Causes behind different colours of poop
“Passing significant fresh blood in stool is a sign of bleeding from your lower gastrointestinal tract; it is of utmost concern and requires a visit to ER,” Dr Agarwal said. While passing small quantities of blood in the stool or blood-streaked poop might not be an emergency, he suggested getting consulted nevertheless as blood-streaked poop can be seen in conditions such as haemorrhoids, anal fissure, colitis, inflammatory bowel disease, and malignancy.
If you are passing black-coloured stool, especially with a tarry or sticky consistency, it may indicate bleeding from the upper gastrointestinal tract.

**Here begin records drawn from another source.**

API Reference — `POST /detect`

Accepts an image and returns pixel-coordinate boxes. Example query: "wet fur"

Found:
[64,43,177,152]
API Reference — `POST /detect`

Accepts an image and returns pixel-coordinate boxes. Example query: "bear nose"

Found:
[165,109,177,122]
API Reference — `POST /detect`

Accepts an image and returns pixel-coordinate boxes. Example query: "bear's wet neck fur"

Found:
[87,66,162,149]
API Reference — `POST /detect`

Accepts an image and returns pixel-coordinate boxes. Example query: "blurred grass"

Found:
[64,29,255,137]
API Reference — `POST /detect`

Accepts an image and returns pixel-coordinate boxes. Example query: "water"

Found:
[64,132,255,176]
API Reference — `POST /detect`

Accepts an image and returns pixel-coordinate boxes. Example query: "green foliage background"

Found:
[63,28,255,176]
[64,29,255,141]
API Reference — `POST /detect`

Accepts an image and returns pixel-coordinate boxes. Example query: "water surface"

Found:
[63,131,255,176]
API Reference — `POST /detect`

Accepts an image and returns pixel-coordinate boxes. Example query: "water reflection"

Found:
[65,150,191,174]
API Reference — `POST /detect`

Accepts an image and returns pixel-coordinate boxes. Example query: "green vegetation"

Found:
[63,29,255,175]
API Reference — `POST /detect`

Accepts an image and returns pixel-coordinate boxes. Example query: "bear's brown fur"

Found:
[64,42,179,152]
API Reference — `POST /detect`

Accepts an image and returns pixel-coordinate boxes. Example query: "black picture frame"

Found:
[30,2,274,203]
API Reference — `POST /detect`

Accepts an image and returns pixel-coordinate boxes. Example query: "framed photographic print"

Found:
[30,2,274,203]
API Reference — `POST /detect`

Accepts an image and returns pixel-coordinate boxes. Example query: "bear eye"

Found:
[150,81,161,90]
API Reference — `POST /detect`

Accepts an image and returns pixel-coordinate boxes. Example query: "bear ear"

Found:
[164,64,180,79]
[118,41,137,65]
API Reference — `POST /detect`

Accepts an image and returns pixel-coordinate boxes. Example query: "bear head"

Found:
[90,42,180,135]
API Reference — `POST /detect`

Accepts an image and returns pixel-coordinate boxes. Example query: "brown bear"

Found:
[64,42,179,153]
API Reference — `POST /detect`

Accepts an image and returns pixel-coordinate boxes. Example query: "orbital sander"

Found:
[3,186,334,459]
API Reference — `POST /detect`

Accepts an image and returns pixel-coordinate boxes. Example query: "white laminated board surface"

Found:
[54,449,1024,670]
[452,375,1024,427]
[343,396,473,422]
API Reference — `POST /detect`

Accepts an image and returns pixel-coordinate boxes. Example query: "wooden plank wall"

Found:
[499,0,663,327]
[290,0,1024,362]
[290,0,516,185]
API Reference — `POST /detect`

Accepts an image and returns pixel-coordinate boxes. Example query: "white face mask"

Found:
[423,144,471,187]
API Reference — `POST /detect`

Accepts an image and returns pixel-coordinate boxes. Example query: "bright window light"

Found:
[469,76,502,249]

Some of the common causes include “peptic ulcers, esophageal varices, medications such as NSAIDs, H Pylori infections, stress-related mucosal erosions etc”. Dr Agarwal added that taking iron supplements, too, commonly causes blackish discolouration of stool — an expected adverse effect of the drug.
Greyish or clay-coloured poop
If your poop has little or no bile, it will appear greyish in colour. “The pale colour may signify a condition (biliary obstruction) where the flow of bile to the intestine is obstructed, such as obstruction of the bile duct from a tumour or gallstone in the duct or nearby pancreas. The change of stool colour to grey or clay typically occurs gradually as these medical conditions progress relatively slowly and stool becomes pale over time,” he explained.
Yellowish greasy or bulky poop
Yellow poop is an indicator of the presence of undigested fat. This is due to the “diseases of the pancreas that reduce delivery of digestive enzymes to the intestines (pancreatic insufficiency), such as chronic pancreatitis or malabsorption syndromes such as celiac disease etc”. Additionally, weight loss medications, such as orlistat, can also cause this type of stool. “Excessively yellow stools can be seen in patients with some forms of jaundice,” Dr Updhayay added.
When poop passes through the intestines rapidly (diarrhoea), there may be little time for bilirubin to undergo its usual chemical changes and poop may appear green in appearance due to this rapid transit, Dr Agarwal said. “Eating excessive amounts of green foods, foods with green or purple dyes, and vegetables also can cause stool colour to turn more green than normal. If the cause is obvious, it is not of much concern.”
According to the expert, diet plays a major role in the colour of your poop. “Excess of beetroot consumption can change the stool colour to reddish or orange and is not of any concern. Artificial food, consumed in large quantities, can change the colour of stool to any shade in the rainbow,” Dr Agarwal said.
Other signs of abnormal poop
Apart from the colour, Dr Upadhyay shared some other indicators of abnormal poop. “Excessively loose stools or the presence of blood or mucous in stools can suggest an underlying disease such as infection, inflammatory bowel disease or cancer,” he said.
The expert added that hard poop with cracks on the surfaces or pellet-like stools can mostly be seen in those with constipation.
Lifestyle tips for healthy poop
Experts stressed the need for adequate hydration, consuming a good amount of fibre and reasonable fat content, and regular physical exercise to ensure normal bowel movement.
Dr Agarwal said that it is important to recognise whether the change in poop colour is persistent, recurrent, or transient. “Generally, changes in stool colour that are transient, for example, once or twice, and then return to healthy stool colour are not as important as persistent or recurrent changes with the exception for red and black discolouration which needs to be consulted even for a single episode,” he said.
Additionally, people with a family history of gastrointestinal cancers, polyps and other gastrointestinal disorders should undergo routine screening as per their primary physician/gastroenterologist, Dr Upadhyay advised.